Title: How to reduce the reliance on data in deep
learning-based wireless research
Abstract: Deep learning has shown great promise in
solving many open challenges in wireless networking research and
applications and intelligence has been recognized as a defining
feature of the next generation wireless networks. However, deep
learning is data hungry, and one of the critical obstacles
towards fulfilling its promise is facilitating the acquisition
of sufficient amounts of data to train and validate deep
learning models. In this talk, we examine various approaches
that enable wireless researchers and practitioners to acquire
data more efficiently at reduced cost and to utilize existing
data more effectively. In particular, we will review several
effective approaches to reduce the reliance on data in deep
learning-based wireless research, such as data imputation and
augmentation methods with case studies. These approaches are
quite effective and general, and should be helpful to
researchers in this exciting field to tackle other data-drive
wireless problems.
Bio: Shiwen Mao (S'99-M'04-SM'09-F'19) is a Professor and
Earle C. Williams Eminent Scholar, and Director of the Wireless
Engineering Research and Education Center at Auburn University.
Dr. Mao's research interest includes wireless networks,
multimedia communications, and smart grid. He is the
editor-in-chief of IEEE Transactions on Cognitive Communications
and Networking. He received the IEEE ComSoc MMTC Outstanding
Researcher Award in 2023, the 2023 SEC Faculty Achievement Award
for Auburn, the IEEE ComSoc TC-CSR Distinguished Technical
Achievement Award in 2019, the Auburn University Creative
Research & Scholarship Award in 2018, the NSF CAREER Award in
2010, and several service awards from IEEE ComSoc.
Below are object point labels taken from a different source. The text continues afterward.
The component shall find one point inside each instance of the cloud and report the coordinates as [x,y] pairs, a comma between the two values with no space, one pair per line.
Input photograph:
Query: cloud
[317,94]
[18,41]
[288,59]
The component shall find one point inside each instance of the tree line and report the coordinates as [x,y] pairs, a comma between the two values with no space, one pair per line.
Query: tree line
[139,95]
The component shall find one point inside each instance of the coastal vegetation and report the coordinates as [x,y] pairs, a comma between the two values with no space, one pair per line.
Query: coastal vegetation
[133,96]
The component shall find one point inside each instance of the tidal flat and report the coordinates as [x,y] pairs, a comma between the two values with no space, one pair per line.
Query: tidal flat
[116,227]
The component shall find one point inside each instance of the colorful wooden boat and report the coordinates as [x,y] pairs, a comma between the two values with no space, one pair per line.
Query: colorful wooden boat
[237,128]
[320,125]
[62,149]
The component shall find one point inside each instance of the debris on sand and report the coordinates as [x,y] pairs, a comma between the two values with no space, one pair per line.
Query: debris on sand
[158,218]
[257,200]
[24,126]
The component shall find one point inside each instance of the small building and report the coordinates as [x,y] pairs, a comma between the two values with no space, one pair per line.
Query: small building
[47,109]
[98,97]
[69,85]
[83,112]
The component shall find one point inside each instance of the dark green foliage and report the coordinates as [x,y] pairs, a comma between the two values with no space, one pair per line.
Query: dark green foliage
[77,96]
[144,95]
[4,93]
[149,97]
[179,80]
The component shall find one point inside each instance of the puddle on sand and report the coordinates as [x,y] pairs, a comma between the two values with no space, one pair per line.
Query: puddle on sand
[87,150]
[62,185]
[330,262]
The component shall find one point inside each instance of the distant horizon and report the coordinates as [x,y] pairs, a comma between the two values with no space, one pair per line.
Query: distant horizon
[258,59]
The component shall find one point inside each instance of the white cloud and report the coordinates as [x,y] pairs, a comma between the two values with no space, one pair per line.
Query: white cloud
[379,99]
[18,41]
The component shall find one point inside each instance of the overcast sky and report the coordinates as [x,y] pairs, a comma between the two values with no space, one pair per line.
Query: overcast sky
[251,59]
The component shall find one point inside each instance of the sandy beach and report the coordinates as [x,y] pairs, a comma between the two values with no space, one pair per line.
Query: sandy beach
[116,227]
He is a
co-recipient of the 2022 Best Journal Paper Award of IEEE ComSoc
eHealth Technical Committee, the 2021 Best Paper Award of
Elsevier/KeAi Digital Communications and Networks Journal, the
2021 IEEE Internet of Things Journal Best Paper Award, the 2021
IEEE Communications Society Outstanding Paper Award, the IEEE
Vehicular Technology Society 2020 Jack Neubauer Memorial Award,
the 2018 Best Journal Paper Award and the 2017 Best Conference
Paper Award from IEEE ComSoc MMTC, the 2004 IEEE Communications
Society Leonard G. Abraham Prize in the Field of Communications
Systems, and 10 IEEE best conference paper/demo awards.